Помолчали. Кто-то из блатных поднялся и сказал:
– Наверно, ты прав, Соловей. Добро бы за дело идти под расстрел, а то за номер на робе. Только пусть сами этой потехой занимаются, мы им не портные.
Передали на вахту свой последний ультиматум. Все сбросили лагерные робы и остались в одном нижнем белье. Мигом прибежали посланные начальством члены СВП. Мы в оцепенении ожидали, пока они «украшали» нашу одежду.
Когда все разошлись, Леха не выдержал. Он отвернулся к стене и как будто цеплялся за нее дрожащими пальцами.
– Продал я все, политик! Принцип свой предал! Я ж никогда перед ними не отступал!
– Леха, – сказал я ему, – не терзайся, мне и самому не легче. Ты же понимаешь, какие там знаменитые люди в каком-то свободном мире будут рассматривать эти нашивки! Как говорится, просто блеф! Но ведь всем этим ребятам тоже хотелось поверить и твоим словам, и моим сказкам…
Леха знал, что мне не до шуток. В то время мне лепили новый срок. Конфисковали на очередном шмоне письмо Солженицыну, в котором я на страницах 50-ти проводил сравнительное исследование общности и различия между сталинскими и брежневскими лагерями.
Приехавшее следствие трясло всю зону, пытаясь найти на меня показания. И точно раскрутили бы мне семерик, когда б не Леха, пустивший по зоне словцо, что собственными руками замочит каждого, кто даст на меня показания.

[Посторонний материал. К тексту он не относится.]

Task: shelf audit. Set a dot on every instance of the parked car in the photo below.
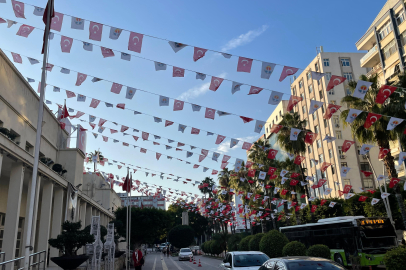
(185, 254)
(300, 263)
(244, 260)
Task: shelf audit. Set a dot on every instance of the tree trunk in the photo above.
(389, 162)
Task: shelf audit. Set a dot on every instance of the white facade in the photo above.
(18, 113)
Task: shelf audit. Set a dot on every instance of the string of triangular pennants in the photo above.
(136, 41)
(180, 72)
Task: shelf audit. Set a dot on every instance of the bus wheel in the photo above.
(338, 259)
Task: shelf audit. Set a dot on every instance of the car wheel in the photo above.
(338, 259)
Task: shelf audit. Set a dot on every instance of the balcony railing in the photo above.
(371, 52)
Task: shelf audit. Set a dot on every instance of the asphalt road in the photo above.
(156, 261)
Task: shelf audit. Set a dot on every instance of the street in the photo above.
(156, 261)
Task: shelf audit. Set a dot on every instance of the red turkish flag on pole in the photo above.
(331, 109)
(334, 81)
(346, 145)
(310, 137)
(371, 119)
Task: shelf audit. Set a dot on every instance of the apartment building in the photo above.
(18, 118)
(144, 201)
(346, 65)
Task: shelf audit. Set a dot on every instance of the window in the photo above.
(345, 62)
(400, 17)
(368, 183)
(321, 94)
(385, 30)
(310, 89)
(389, 49)
(348, 75)
(321, 158)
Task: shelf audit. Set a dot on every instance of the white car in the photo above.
(185, 254)
(243, 260)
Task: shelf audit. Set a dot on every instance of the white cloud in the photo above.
(224, 147)
(244, 38)
(198, 90)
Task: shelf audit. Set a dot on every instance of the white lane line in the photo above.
(164, 267)
(153, 267)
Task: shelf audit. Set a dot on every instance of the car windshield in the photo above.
(246, 260)
(314, 265)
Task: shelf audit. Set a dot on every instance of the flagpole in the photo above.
(28, 248)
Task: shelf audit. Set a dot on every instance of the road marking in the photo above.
(153, 267)
(164, 267)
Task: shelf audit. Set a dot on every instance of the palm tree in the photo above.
(377, 133)
(90, 158)
(298, 147)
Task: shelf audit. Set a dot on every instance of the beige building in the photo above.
(385, 40)
(346, 65)
(18, 114)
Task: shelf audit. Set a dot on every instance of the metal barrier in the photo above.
(35, 261)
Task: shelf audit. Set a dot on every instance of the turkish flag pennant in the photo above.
(135, 42)
(275, 128)
(272, 153)
(383, 152)
(298, 160)
(287, 71)
(346, 145)
(215, 83)
(293, 100)
(244, 64)
(371, 119)
(393, 182)
(198, 53)
(384, 92)
(310, 137)
(246, 119)
(334, 81)
(331, 109)
(271, 170)
(362, 198)
(347, 189)
(294, 182)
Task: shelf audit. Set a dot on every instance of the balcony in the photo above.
(370, 59)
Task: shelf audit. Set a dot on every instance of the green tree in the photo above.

Как выяснилось, никому не захотелось купить себе досрочное освобождение ценой моей жизни, зная, что расплачиваться придется с Соловьем. Следствие поразилось, что не удалось расколоть такую обычно податливую уголовную зону, но так, ничего не добившись, и убралось восвояси.
А блатные прониклись ко мне еще большим уважением, ибо, размышляли они, всякий человек, даже мужик, свой звонок знает, а политик не знает, будет ли звонок.
Но в то смутное время следствие было еще в полном разгаре, и ни Леха, ни я не ведали, как обернутся события.
* * *
Летом 71 года кончался мой лагерный срок. Тем, кто должен был освободиться в один день со мной, выдали паспорта. Мне – нет. Многие мои соузники переживали – выпустят меня или продлят срок. Утром 25 июня я раздавал свой нехитрый лагерный скарб – книги, зарубежные открытки, бритвы, теплое белье, все, что мне сумели передать друзья, минуя надзор, все, что удалось сохранить после бесчисленных обысков. Соловей провожал меня до вахты. Бригаду его уже загоняли в рефрижератор.
Когда я явился на вахту, туда вызвали надзирателя, который в очередной раз тщательно побрил мне голову. Процедура эта могла означать только одно – новый срок. Под конвоем меня повели в штаб лагерной администрации, находящийся за зоной в 100 метрах от запретки. В комнате, где мне велено было ожидать вызова самого начальника лагпункта, сидели двое респектабельных мужчин в штатском и молча курили. Только скользнув взглядом по их непроницаемым лицам, я сразу понял – вот и опекуны из КГБ. Я подошел к окну. Автобус, который должен отвозить освобожденных в город на вокзал, еще не уехал. Это вселяло некоторую надежду. Наконец вызвали к начальнику лагеря.